Now, even through the U.S. postal service assigns me a Pasadena mailing address, I actually live in unincorporated Los Angeles County. So whenever I get that letter, I just reply with a written note that I live outside the city limits, and they leave me alone. But I always wonder how many less-informed LA County residents don’t realize that, and send in the money anyway. It must be enough to make it worth the city’s postage costs in sending out those extra letters.

But even in unincorporated LA County, I’m subject to residential zoning code addressing home-based businesses. (Writing and publishing don’t fall on the long list of home businesses required to obtain an LA County business license, so that’s not an issue for me.) Now, before I go any further, let me acknowledge that busting writers making money on work they’re creating at home is pretty far down the priority list for most communities. Getting money from unpaid taxes is one thing, but zoning enforcement’s rarely an issue for home businesses that don’t generate excess noise, garbage or foot or vehicle traffic.

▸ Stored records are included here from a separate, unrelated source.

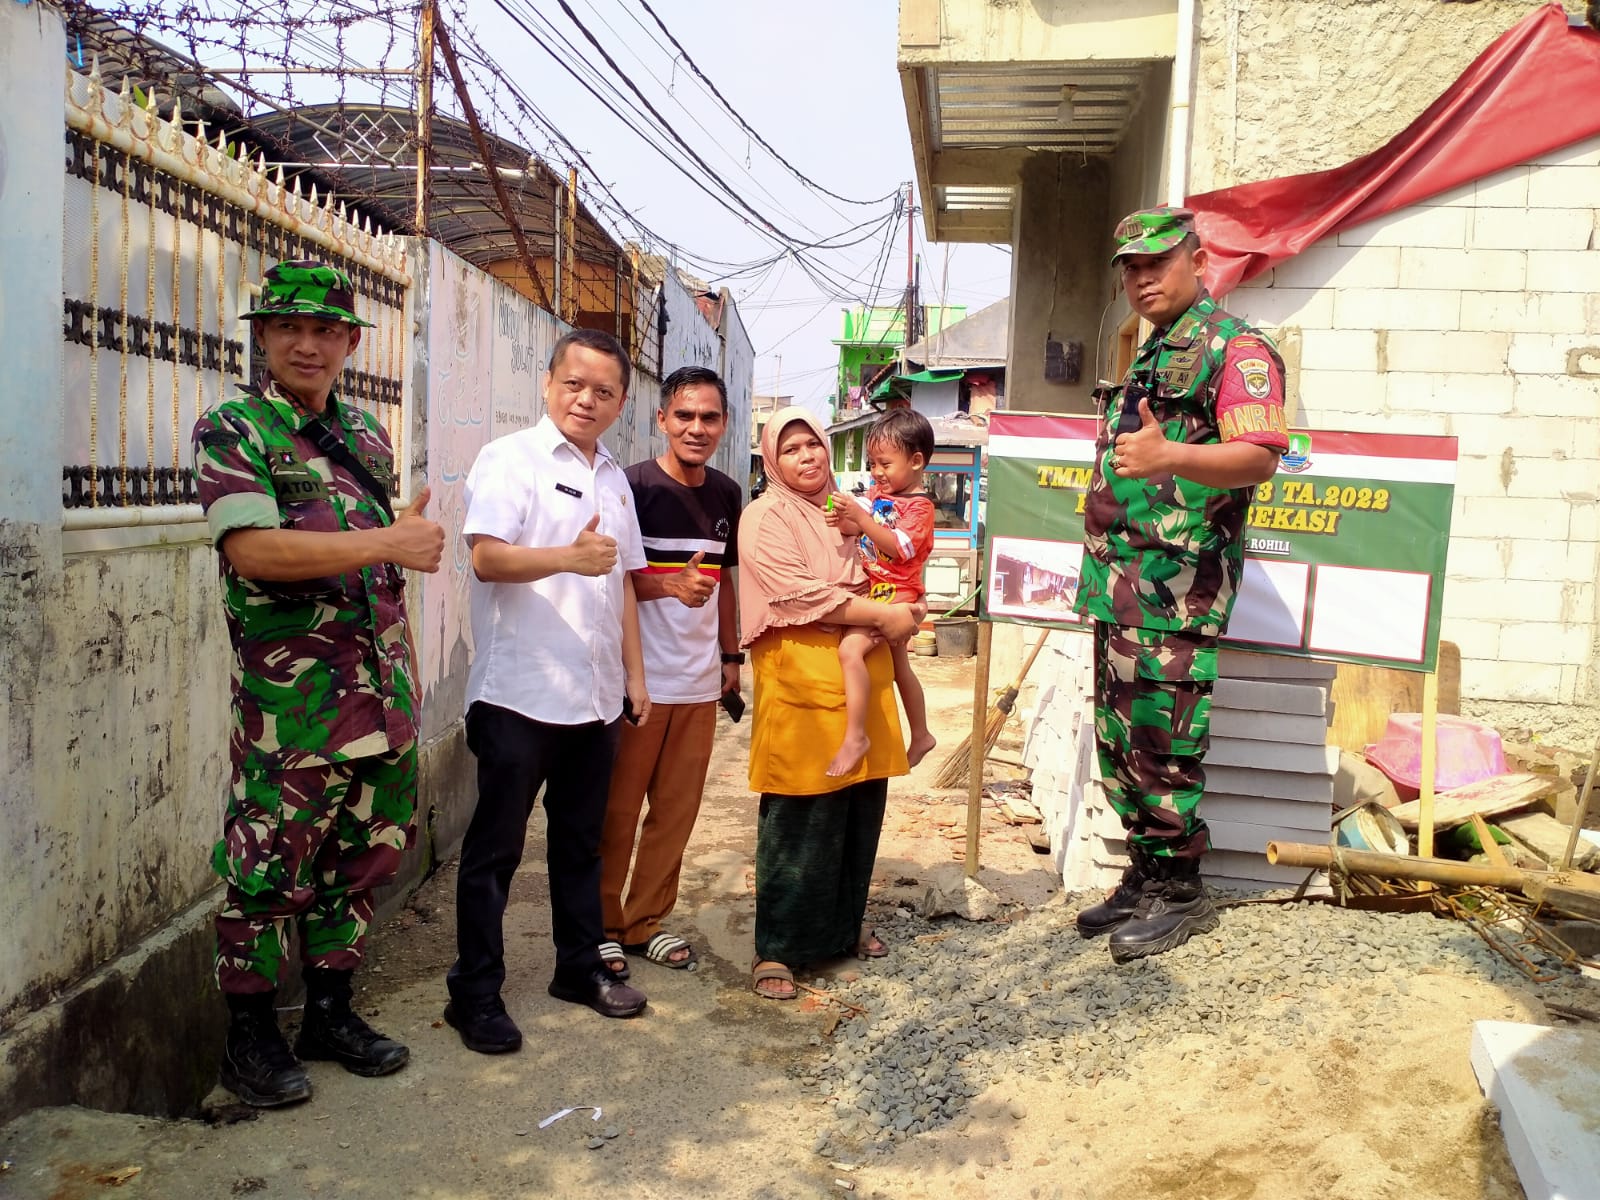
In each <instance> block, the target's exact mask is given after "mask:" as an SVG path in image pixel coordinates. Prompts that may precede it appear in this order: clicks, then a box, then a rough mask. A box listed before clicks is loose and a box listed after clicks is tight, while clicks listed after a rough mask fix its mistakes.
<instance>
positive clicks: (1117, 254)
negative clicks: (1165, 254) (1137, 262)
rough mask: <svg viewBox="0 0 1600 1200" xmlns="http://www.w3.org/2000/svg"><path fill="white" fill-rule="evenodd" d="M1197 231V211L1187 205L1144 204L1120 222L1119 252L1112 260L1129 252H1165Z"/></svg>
mask: <svg viewBox="0 0 1600 1200" xmlns="http://www.w3.org/2000/svg"><path fill="white" fill-rule="evenodd" d="M1194 232H1195V214H1194V213H1192V211H1190V210H1187V208H1171V206H1165V205H1163V206H1162V208H1144V210H1141V211H1138V213H1130V214H1128V216H1125V218H1123V219H1122V221H1120V222H1117V232H1115V234H1114V237H1115V238H1117V253H1115V254H1112V256H1110V261H1112V262H1115V261H1117V259H1120V258H1123V256H1125V254H1165V253H1166V251H1168V250H1171V248H1173V246H1176V245H1179V243H1181V242H1182V240H1184V238H1186V237H1189V235H1190V234H1194Z"/></svg>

That said, if you’re writing stuff that might, uh, tick off the powers-that-be in your community, it’s just smart business to make sure that you’re not breaking any rules a vindictive local official might use against you.

So take a look at your local residential zoning code. Here are a few interesting things I discovered about unincorporated Los Angeles County:

  • “Retail sales” are prohibited for a home business. So if you print up website T-shirts, you can’t legally sell them to a reader who comes to your home. (Storing retail stock in your home for mail-order delivery is illegal in some jurisdictions, so be on the lookout for that, too. LA County’s rules say “No stock in trade, inventory or display of goods or materials shall be kept or maintained on the premises, except for incidental storage kept entirely within the dwelling unit.”)
  • “The home-based occupation shall not be conducted in any attached or unattached structure intended for the parking of automobiles.” So no working out of the garage. Sorry, would-be Hewlitts and Packards.
  • Prohibited uses in a home business include: “Recording/motion picture/video production studio, except for editing or pre-recorded material”. So much for video blogging for your site from your home-office desk. Or Skyping into a conference or classroom. Perhaps this one made sense in the era of bulky, power-hogging cameras and lighting, but now, here’s a classic example of a law written for pre-Internet technology. But it’s still on the books here.
  • “There shall be only one home-based occupation per dwelling unit.” Now this is one that got my attention. IANAL, but I’d be interested to learn the prevailing local definition of “occupation.” Is publishing an eBook a different “occupation” that writing for a website, or selling ads for that site? (If so, I am so busted.)
  • The safest thing to do as a publisher is to rent yourself some office space in a legally-zoned commercial office building. That also can help make your emerging business look more legitimate in the eyes of potential customers and clients. But if the numbers don’t work for you paying that extra rent each month, don’t forget to give your local residential zoning code a look before you get too far down the road with your publishing business.

    Because even if all you’re doing is writing, you don’t want a local commissioner you’ve just busted in an exclusive expose using that zoning code to bust you in retaliation.

    Cover yourselves.

    P.S. And LA County? Please, let’s revisit that whole no “video production” thing soon, please?